Mortgage rates remain low today, although fixed rates have been rising gradually for 30 years. Floating rates have been going down in recent months, making them more competitive with fixed rates than they used to be. When applying for a mortgage or refinancing, you may want to consider both fixed and floating rate options.

Since the variable interest rates have decreased, the fixed interest rates have increased slightly in the last few months. Here are the trends in fixed and adjustable interest rates over the past 12 months according to data from Freddie Mac:

Adjustable rates used to be higher than 30 year fixed rates in 2021, but now they are lower and 30 year fixed rates are increasing. However, the fixed rates are still low overall, and you can choose a low rate for the life of your loan instead of risking your interest rate rising later.

Mortgage Rates Today

Mortgage Refinance Rates Today

Mortgage calculator

You can enter the current mortgage rates into our free mortgage calculator to see how different rates affect your monthly payments.

Mortgage calculator

Your estimated monthly payment

  • Pay 25% higher deposit would save you $ 8,916.08 on interest costs
  • Lower the interest rate by 1% would save you $ 51,562.03
  • Pay the surcharge $ 500 the repayment term would increase every month 146 months

You can enter the current mortgage rates into our free mortgage calculator to see how different rates affect your monthly payments.

How do mortgage rates work?

A mortgage rate is the fee a lender charges on borrowing, expressed as a percentage. For example, you might get a $ 200,000 mortgage at a rate of 2.75%.

Mortgage rates can be either fixed or variable. With a fixed-rate mortgage, your interest rate stays the same over the life of your loan. A variable rate mortgage will lock your interest rate for the first few years or so and then change it regularly. With a 7/1 ARM, your rate would stay constant for the first seven years and then shift annually.
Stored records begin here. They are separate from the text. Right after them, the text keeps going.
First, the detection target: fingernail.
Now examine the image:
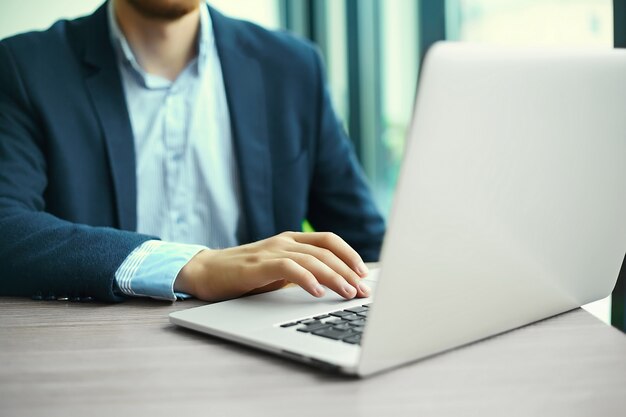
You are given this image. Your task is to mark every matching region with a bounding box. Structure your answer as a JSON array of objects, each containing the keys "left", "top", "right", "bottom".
[
  {"left": 343, "top": 284, "right": 356, "bottom": 297},
  {"left": 313, "top": 284, "right": 326, "bottom": 297}
]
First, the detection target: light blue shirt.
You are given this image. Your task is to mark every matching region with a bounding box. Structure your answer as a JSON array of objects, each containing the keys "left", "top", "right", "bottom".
[{"left": 108, "top": 1, "right": 244, "bottom": 300}]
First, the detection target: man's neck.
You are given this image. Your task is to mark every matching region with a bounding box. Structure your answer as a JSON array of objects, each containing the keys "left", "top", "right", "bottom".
[{"left": 114, "top": 0, "right": 200, "bottom": 81}]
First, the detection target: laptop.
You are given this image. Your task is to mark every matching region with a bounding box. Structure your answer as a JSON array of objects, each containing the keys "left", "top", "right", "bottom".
[{"left": 170, "top": 43, "right": 626, "bottom": 376}]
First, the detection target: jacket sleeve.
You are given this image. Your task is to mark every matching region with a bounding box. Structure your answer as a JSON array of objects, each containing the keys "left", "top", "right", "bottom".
[
  {"left": 307, "top": 49, "right": 385, "bottom": 262},
  {"left": 0, "top": 42, "right": 153, "bottom": 301}
]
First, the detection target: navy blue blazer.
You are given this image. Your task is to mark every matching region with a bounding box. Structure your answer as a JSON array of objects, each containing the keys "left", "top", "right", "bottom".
[{"left": 0, "top": 6, "right": 384, "bottom": 301}]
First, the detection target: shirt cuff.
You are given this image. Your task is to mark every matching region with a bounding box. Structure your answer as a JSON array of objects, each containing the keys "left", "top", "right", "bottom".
[{"left": 115, "top": 240, "right": 208, "bottom": 301}]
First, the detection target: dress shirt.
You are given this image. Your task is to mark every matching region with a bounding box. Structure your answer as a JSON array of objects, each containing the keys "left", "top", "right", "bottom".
[{"left": 108, "top": 1, "right": 244, "bottom": 300}]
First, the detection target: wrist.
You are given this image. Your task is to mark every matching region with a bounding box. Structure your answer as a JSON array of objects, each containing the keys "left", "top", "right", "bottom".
[{"left": 174, "top": 249, "right": 208, "bottom": 296}]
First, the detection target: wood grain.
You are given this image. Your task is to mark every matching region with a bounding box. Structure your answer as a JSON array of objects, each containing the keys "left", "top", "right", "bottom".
[{"left": 0, "top": 298, "right": 626, "bottom": 417}]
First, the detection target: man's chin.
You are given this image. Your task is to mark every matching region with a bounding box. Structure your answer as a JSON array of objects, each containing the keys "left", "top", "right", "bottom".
[{"left": 126, "top": 0, "right": 200, "bottom": 20}]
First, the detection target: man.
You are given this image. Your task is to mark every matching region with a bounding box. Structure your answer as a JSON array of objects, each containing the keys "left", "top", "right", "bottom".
[{"left": 0, "top": 0, "right": 384, "bottom": 301}]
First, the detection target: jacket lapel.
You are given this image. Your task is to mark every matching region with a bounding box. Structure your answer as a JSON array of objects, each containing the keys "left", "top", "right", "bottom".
[
  {"left": 209, "top": 8, "right": 276, "bottom": 241},
  {"left": 78, "top": 3, "right": 137, "bottom": 231}
]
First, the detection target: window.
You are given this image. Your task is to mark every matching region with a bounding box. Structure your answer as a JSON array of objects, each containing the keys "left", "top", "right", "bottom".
[{"left": 446, "top": 0, "right": 613, "bottom": 48}]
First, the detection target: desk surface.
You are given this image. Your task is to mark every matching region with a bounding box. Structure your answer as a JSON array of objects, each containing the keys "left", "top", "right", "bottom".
[{"left": 0, "top": 298, "right": 626, "bottom": 417}]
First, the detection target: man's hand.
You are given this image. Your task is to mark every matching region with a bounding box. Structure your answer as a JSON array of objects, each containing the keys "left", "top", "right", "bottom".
[{"left": 174, "top": 232, "right": 370, "bottom": 301}]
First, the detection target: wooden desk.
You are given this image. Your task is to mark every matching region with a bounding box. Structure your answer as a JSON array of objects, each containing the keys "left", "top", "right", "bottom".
[{"left": 0, "top": 298, "right": 626, "bottom": 417}]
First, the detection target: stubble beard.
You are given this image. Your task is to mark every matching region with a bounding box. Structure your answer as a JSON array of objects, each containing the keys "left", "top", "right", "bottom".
[{"left": 126, "top": 0, "right": 200, "bottom": 21}]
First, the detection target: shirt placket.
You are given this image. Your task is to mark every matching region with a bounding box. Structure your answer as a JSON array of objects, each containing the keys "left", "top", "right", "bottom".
[{"left": 165, "top": 84, "right": 189, "bottom": 241}]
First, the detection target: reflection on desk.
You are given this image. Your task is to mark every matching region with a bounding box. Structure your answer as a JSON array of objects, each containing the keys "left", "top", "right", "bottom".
[{"left": 0, "top": 298, "right": 626, "bottom": 417}]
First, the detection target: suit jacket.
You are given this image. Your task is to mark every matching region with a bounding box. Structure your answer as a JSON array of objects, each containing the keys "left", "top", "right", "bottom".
[{"left": 0, "top": 6, "right": 384, "bottom": 301}]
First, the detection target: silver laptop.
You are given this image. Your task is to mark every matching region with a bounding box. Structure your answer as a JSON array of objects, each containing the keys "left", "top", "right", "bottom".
[{"left": 170, "top": 43, "right": 626, "bottom": 376}]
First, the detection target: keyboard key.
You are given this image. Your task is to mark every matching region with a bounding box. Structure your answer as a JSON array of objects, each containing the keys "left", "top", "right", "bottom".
[
  {"left": 343, "top": 334, "right": 361, "bottom": 345},
  {"left": 349, "top": 319, "right": 365, "bottom": 326},
  {"left": 296, "top": 321, "right": 330, "bottom": 333},
  {"left": 313, "top": 328, "right": 353, "bottom": 340},
  {"left": 330, "top": 310, "right": 353, "bottom": 317},
  {"left": 346, "top": 306, "right": 367, "bottom": 314}
]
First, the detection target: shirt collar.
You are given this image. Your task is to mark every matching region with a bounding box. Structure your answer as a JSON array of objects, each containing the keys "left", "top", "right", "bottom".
[{"left": 107, "top": 0, "right": 215, "bottom": 88}]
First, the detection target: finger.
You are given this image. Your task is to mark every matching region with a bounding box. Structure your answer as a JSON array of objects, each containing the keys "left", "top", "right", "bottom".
[
  {"left": 260, "top": 258, "right": 326, "bottom": 297},
  {"left": 291, "top": 242, "right": 370, "bottom": 297},
  {"left": 292, "top": 232, "right": 369, "bottom": 277},
  {"left": 286, "top": 252, "right": 357, "bottom": 300}
]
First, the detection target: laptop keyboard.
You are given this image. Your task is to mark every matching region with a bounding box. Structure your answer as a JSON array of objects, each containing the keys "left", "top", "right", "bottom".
[{"left": 280, "top": 303, "right": 371, "bottom": 345}]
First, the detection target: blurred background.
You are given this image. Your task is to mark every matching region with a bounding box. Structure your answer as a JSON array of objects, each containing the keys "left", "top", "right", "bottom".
[{"left": 0, "top": 0, "right": 626, "bottom": 329}]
The longer your mortgage term, the higher your interest rate. For example, you pay more for a 30 year mortgage than you would pay for a 15 year mortgage. However, longer terms come with lower monthly payments because you split the repayment process.
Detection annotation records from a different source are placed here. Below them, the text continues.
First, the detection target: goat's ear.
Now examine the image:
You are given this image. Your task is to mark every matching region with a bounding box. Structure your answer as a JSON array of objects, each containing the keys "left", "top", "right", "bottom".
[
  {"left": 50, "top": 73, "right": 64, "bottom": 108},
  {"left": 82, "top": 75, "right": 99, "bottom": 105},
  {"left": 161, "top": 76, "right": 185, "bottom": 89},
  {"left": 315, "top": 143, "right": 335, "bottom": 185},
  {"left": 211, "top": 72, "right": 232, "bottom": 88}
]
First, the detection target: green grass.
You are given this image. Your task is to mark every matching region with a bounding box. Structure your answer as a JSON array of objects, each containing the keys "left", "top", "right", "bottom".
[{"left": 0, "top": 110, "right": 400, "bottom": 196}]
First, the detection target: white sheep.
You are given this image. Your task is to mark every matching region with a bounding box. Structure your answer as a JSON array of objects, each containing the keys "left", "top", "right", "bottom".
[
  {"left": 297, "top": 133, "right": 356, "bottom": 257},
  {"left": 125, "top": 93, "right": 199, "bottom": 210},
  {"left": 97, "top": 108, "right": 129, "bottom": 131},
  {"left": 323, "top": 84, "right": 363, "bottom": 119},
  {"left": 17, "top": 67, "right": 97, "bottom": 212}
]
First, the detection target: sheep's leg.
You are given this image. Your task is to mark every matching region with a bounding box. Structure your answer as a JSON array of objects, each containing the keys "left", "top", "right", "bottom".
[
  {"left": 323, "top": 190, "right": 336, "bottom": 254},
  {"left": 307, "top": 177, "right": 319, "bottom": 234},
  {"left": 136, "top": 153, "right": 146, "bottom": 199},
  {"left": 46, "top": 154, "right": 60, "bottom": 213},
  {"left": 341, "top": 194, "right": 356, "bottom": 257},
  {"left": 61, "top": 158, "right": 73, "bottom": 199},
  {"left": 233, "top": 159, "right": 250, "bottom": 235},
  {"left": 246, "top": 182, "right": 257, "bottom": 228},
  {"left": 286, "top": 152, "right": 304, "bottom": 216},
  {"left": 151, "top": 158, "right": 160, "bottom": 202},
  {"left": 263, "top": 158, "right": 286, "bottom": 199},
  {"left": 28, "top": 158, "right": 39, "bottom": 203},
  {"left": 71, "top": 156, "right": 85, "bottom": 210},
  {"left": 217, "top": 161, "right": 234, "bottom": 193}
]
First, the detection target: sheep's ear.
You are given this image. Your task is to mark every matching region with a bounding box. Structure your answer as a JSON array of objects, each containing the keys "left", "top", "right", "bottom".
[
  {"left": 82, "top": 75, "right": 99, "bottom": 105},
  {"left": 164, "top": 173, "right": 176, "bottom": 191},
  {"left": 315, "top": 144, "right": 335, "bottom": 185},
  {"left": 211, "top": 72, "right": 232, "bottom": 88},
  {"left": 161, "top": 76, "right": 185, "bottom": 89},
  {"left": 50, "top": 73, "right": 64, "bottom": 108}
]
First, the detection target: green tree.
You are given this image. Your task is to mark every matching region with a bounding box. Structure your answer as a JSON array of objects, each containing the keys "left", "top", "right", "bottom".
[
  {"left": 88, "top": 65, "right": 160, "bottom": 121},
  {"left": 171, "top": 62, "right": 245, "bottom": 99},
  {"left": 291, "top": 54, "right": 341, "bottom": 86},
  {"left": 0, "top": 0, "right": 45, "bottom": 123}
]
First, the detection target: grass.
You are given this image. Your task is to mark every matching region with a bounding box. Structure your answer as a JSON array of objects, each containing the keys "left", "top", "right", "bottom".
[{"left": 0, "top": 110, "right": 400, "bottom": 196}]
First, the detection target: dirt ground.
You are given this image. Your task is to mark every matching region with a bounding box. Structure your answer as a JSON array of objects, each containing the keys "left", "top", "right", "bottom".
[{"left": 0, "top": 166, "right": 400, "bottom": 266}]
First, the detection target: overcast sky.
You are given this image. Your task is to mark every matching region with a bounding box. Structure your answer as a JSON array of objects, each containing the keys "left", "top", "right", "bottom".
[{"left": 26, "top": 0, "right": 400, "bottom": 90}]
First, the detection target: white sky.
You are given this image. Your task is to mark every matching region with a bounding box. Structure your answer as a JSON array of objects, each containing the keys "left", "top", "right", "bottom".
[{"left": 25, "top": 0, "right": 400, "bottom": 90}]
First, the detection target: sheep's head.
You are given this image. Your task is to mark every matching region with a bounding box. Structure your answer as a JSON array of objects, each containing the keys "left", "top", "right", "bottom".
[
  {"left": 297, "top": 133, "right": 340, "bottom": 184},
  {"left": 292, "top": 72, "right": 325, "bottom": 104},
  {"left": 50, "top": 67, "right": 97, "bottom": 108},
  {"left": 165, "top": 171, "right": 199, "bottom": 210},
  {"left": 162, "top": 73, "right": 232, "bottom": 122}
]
How do I get the best mortgage rate?

Here are some steps you can take to get the lowest mortgage rate:

  • Look at fixed vs. adjustable rates. You may be able to get a lower introductory rate with a variable rate mortgage, which can be good if you want to move before the introductory period is over. But a fixed price might be better if you buy a home forever because you don’t risk your price going up later. Take a look at your lender’s rates and weigh your options.
  • Look at your finances. The better your financial situation, the lower your mortgage rate should be. Look for ways to improve your credit score or lower your debt-to-income ratio, if necessary. Saving for a higher down payment also helps.
  • Choose the right lender. Each lender charges different mortgage rates. Choosing the right one for your financial situation will help you get a great price.